Google Cloud SQL is a fully managed relational database service that supports MySQL, PostgreSQL, and SQL Server on Google Cloud Platform. While it offloads much of the infrastructure management, database performance and replication health do not manage themselves. Slow queries, connection exhaustion, storage pressure, and replication lag can silently degrade your application long before alerts fire.
This guide walks you through the key metrics to track, the built-in and third-party tools available, and a practical approach to setting up Google Cloud SQL monitoring for both performance and replication.
Key Takeaways
- ✔ Google Cloud SQL monitoring is built on Cloud Monitoring (formerly Stackdriver). All metrics are available there by default.
- ✔ The most critical performance metrics are CPU utilization, memory usage, disk I/O, active connections, and query latency.
-
✔ For replication, the primary metric to watch is
database/replication/replica_lag, which measures how far behind a read replica is from the primary. - ✔ Query Insights provides query-level visibility for diagnosing slow queries, available for MySQL and PostgreSQL.
- ✔ Third-party tools (Datadog, New Relic, Sumo Logic, Dynatrace) extend Cloud SQL monitoring with richer dashboards, anomaly detection, and cross-stack correlation.
-
✔ Set alerting policies on CPU (>80%), storage (>85%), active connections nearing
max_connections, and replication lag exceeding acceptable thresholds.
Why Google Cloud SQL Monitoring Matters
Most Cloud SQL performance issues do not surface as a single obvious failure. The first signs are typically a slow API response, a checkout page timing out, or a report taking ten seconds longer than expected. By the time users notice, the problem has usually been building for minutes or hours.
Proactive monitoring helps you catch these patterns early. Specifically, Google Cloud SQL monitoring allows you to:
- Identify CPU, memory, or disk bottlenecks before they cause outages
- Detect replication lag on read replicas that may be serving stale data
- Trace slow queries back to specific SQL statements using Query Insights
- Control cloud costs by understanding workload patterns and storage growth trends
- Meet compliance requirements through audit logs and access tracking
Google Cloud SQL supports three database engines: MySQL, PostgreSQL, and SQL Server. Monitoring requirements are broadly similar across all three, but some metrics and tools are engine-specific. Query Insights, for example, is available for both MySQL and PostgreSQL.

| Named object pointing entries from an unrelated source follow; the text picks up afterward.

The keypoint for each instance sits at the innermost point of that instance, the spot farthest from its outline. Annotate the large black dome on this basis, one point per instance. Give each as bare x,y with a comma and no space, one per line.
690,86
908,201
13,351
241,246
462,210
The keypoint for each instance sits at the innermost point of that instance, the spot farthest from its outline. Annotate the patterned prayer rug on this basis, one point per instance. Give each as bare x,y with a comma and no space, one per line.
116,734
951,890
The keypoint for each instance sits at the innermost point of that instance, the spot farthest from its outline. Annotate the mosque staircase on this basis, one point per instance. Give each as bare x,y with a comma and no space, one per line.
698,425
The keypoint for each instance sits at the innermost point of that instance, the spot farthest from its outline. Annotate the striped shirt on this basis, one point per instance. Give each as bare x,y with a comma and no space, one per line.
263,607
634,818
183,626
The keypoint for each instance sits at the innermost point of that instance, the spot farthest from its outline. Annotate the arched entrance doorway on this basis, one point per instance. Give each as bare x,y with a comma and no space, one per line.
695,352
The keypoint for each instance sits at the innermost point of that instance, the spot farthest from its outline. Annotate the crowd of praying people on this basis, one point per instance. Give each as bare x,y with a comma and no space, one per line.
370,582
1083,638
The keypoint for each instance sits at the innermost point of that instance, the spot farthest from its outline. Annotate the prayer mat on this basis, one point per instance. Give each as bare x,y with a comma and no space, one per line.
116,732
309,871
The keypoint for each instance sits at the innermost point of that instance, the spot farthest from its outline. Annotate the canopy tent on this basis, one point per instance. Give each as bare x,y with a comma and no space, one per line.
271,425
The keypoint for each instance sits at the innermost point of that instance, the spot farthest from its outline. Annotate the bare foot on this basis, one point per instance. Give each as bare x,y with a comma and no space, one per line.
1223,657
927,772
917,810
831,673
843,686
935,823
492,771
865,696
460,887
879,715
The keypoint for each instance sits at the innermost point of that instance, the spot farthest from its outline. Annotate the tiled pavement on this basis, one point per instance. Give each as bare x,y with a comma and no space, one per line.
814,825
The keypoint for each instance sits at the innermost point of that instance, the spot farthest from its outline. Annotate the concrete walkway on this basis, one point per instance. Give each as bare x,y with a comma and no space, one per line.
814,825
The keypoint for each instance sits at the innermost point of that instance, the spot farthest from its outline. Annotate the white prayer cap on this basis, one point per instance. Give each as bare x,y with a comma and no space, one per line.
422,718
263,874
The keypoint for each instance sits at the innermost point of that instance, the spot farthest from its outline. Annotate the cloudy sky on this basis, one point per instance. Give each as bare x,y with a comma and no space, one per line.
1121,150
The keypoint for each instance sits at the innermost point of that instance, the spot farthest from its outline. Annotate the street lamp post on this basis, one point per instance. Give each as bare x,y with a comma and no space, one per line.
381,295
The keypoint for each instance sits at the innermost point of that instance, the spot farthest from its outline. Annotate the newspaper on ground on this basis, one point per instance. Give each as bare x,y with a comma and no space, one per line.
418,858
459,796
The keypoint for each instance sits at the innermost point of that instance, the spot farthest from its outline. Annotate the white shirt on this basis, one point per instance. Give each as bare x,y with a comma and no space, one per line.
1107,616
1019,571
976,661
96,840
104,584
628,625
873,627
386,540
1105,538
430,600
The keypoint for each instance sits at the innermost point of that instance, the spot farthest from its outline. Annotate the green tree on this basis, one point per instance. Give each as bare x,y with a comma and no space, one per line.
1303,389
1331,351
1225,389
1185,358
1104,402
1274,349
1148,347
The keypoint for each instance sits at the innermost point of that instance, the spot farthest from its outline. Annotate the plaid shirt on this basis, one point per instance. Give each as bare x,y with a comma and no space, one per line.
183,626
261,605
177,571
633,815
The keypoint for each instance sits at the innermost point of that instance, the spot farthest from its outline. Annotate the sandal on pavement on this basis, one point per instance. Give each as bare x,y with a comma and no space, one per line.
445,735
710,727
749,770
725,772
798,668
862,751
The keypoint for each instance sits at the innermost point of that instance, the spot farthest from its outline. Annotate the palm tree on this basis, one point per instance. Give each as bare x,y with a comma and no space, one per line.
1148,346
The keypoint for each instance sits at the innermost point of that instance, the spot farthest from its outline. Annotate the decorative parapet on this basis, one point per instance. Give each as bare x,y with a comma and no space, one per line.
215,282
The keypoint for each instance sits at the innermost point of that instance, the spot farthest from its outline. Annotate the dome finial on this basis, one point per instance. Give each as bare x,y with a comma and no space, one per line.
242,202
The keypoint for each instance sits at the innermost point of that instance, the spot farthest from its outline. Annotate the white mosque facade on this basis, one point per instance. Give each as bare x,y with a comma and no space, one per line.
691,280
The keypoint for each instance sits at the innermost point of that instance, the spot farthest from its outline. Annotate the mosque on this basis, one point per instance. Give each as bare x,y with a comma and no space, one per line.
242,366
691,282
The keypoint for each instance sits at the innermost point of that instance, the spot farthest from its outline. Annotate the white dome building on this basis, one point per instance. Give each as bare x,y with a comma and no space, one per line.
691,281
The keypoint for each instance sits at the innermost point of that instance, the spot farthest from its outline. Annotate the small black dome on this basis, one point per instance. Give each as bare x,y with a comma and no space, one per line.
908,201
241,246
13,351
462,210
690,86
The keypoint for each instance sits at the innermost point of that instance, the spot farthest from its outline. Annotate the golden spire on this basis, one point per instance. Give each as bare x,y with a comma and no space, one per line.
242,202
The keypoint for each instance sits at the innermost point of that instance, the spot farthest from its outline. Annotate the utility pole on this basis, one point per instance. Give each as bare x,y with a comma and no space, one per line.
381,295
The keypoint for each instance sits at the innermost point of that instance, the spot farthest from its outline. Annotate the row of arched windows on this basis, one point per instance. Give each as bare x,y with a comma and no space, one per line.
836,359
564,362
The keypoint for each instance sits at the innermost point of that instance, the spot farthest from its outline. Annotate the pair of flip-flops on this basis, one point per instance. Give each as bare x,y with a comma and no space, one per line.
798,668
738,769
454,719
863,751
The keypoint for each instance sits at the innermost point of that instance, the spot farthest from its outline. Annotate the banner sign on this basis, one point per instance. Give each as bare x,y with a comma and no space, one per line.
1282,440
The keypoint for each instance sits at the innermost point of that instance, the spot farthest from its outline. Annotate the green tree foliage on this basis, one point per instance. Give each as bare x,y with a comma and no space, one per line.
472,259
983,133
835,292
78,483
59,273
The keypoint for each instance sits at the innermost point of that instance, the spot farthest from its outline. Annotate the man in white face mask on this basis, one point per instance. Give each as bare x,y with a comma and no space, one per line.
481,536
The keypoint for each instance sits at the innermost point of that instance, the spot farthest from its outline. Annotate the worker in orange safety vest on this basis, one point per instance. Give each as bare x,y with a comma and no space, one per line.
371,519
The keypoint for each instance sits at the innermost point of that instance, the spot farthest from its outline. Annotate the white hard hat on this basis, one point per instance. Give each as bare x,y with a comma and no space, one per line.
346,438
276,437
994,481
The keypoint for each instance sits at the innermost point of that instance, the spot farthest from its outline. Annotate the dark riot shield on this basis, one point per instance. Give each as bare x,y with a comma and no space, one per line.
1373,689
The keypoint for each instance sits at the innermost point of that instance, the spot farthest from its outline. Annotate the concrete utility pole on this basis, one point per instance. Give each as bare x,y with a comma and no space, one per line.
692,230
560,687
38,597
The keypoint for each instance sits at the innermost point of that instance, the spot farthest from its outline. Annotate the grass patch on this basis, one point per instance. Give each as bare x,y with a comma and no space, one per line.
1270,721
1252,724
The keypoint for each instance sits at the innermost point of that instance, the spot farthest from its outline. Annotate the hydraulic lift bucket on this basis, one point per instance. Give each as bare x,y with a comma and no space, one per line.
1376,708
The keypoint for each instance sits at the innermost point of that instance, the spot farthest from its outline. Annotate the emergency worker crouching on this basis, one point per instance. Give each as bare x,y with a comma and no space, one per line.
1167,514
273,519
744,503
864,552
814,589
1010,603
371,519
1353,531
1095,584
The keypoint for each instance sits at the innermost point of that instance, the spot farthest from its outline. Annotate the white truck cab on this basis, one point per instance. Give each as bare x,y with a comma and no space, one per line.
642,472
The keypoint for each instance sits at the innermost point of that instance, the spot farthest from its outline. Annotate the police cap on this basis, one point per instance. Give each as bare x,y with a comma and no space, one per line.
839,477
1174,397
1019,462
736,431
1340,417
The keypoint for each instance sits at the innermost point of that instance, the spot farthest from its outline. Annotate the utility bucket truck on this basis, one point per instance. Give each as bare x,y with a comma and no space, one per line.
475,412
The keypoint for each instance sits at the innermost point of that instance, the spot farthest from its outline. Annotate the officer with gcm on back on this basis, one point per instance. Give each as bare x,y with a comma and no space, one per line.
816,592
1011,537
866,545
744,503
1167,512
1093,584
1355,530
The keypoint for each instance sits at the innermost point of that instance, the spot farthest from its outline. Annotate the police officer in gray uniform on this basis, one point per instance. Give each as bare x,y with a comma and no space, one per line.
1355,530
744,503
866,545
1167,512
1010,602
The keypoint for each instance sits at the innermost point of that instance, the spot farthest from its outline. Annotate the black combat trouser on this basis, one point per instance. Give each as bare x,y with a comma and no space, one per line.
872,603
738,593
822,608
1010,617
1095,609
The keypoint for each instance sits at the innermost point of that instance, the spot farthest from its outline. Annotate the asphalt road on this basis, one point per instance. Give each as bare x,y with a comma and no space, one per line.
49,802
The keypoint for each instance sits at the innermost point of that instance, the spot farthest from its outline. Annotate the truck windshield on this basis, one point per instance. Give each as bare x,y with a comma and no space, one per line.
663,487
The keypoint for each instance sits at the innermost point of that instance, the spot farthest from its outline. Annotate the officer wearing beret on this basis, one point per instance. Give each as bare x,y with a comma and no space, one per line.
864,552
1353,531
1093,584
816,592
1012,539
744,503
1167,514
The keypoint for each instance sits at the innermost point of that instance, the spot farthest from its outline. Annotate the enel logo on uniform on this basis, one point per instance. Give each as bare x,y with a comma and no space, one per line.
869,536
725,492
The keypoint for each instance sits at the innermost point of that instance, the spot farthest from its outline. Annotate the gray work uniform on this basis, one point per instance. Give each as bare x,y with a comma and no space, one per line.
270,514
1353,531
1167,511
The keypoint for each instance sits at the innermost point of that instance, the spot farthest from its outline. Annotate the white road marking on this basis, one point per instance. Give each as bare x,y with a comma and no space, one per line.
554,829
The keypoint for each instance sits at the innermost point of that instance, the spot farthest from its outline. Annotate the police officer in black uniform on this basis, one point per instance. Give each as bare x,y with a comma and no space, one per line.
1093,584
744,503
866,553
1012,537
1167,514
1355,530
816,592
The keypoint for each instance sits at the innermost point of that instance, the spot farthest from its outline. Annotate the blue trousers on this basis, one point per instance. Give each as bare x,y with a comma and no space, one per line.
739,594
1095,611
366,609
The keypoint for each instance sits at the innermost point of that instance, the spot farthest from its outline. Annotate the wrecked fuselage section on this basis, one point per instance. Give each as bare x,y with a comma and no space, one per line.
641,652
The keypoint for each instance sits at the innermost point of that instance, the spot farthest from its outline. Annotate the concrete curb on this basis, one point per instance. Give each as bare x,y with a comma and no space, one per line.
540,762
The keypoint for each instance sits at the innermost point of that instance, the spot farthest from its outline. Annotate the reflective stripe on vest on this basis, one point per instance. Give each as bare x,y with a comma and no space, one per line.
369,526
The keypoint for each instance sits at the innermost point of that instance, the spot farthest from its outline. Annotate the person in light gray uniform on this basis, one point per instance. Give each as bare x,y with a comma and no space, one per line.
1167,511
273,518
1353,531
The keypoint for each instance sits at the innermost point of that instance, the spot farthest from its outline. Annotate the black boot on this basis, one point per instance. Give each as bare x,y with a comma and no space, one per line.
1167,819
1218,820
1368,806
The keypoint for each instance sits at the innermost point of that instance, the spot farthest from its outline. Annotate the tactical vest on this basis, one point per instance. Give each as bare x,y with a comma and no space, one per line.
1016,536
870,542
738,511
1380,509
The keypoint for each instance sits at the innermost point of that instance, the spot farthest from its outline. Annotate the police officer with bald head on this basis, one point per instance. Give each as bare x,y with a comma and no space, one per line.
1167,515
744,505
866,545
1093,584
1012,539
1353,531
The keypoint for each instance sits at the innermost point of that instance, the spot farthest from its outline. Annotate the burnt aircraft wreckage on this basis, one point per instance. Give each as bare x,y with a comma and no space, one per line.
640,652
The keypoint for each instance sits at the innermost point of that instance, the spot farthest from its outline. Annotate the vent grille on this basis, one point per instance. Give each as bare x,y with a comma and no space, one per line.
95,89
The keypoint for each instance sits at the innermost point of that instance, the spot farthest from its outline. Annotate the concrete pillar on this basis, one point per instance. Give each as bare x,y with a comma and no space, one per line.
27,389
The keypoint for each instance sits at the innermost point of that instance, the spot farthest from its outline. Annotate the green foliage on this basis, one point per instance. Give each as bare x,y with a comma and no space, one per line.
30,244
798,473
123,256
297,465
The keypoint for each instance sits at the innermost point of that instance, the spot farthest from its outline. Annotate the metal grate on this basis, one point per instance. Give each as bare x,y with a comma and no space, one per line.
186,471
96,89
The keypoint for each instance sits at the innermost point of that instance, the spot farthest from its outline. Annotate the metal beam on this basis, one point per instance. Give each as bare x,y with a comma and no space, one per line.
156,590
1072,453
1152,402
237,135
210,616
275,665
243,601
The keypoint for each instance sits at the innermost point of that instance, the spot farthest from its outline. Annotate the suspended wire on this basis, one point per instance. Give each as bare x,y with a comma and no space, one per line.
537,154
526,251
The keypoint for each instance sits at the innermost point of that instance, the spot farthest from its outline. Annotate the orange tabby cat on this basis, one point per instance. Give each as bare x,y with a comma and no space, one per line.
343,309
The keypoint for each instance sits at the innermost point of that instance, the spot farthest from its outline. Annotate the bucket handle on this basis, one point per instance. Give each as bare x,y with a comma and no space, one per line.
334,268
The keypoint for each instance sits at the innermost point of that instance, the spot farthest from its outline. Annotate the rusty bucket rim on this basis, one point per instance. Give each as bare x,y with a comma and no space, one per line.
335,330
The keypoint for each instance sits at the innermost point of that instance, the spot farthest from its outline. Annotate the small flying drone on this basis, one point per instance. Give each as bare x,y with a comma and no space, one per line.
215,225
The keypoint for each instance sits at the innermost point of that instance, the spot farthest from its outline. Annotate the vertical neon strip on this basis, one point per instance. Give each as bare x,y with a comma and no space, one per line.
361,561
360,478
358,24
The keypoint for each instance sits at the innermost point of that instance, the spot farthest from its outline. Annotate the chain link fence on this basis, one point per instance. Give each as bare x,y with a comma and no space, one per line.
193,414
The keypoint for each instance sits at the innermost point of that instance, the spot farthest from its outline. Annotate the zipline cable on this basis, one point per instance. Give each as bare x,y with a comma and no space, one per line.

Key Metrics to Monitor in Google Cloud SQL
Google Cloud SQL exposes metrics through the Cloud Monitoring API under the cloudsql.googleapis.com namespace. The following are the metrics that matter most for performance and replication.
Performance Metrics
| Metric | What It Measures | Threshold / Action |
| database/cpu/utilization | Fraction of CPU used by the instance | Alert if > 80% sustained |
| database/memory/utilization | Fraction of memory used | Alert if > 90% |
| database/disk/read_ops_count | Read operations per second | Baseline, watch for spikes |
| database/disk/write_ops_count | Write operations per second | Baseline, watch for spikes |
| database/network/received_bytes_count | Bytes received by instance | Track for bandwidth costs |
| database/network/sent_bytes_count | Bytes sent by instance | Track for bandwidth costs |
| database/postgresql/num_backends | Number of active connections (PostgreSQL) | Stay below max_connections |
| database/mysql/queries | Query count per second (MySQL) | Monitor for query volume spikes |
| database/disk/bytes_used | Disk space consumed | Alert if > 85% of capacity |
Replication Metrics
For high availability and read scaling, Cloud SQL supports read replicas. Replication lag is the most important metric in this area.
| Metric | What It Measures | Threshold / Action |
| database/replication/replica_lag | Seconds the replica is behind the primary | Alert if lag > 30 seconds |
| database/replication/network_lag | Seconds for binlog to travel from primary to replica | Helps diagnose network-side lag |
| database/replication/replica_byte_lag | Bytes the replica is behind the primary | Useful for large writes |
| database/auto_failover_request_count | Number of auto-failover events triggered | Non-zero = investigate |
| database/available_for_failover | Whether the instance is ready for failover | Monitor for HA readiness |
Built-In Google Cloud SQL Monitoring Tools
Cloud Monitoring (Metrics Explorer)
Cloud Monitoring is the primary interface for Google Cloud SQL monitoring. It is available in the Google Cloud Console at Monitoring > Metrics Explorer. Without any additional configuration, you have access to all cloudsql.googleapis.com metrics with up to 6 weeks of data retention.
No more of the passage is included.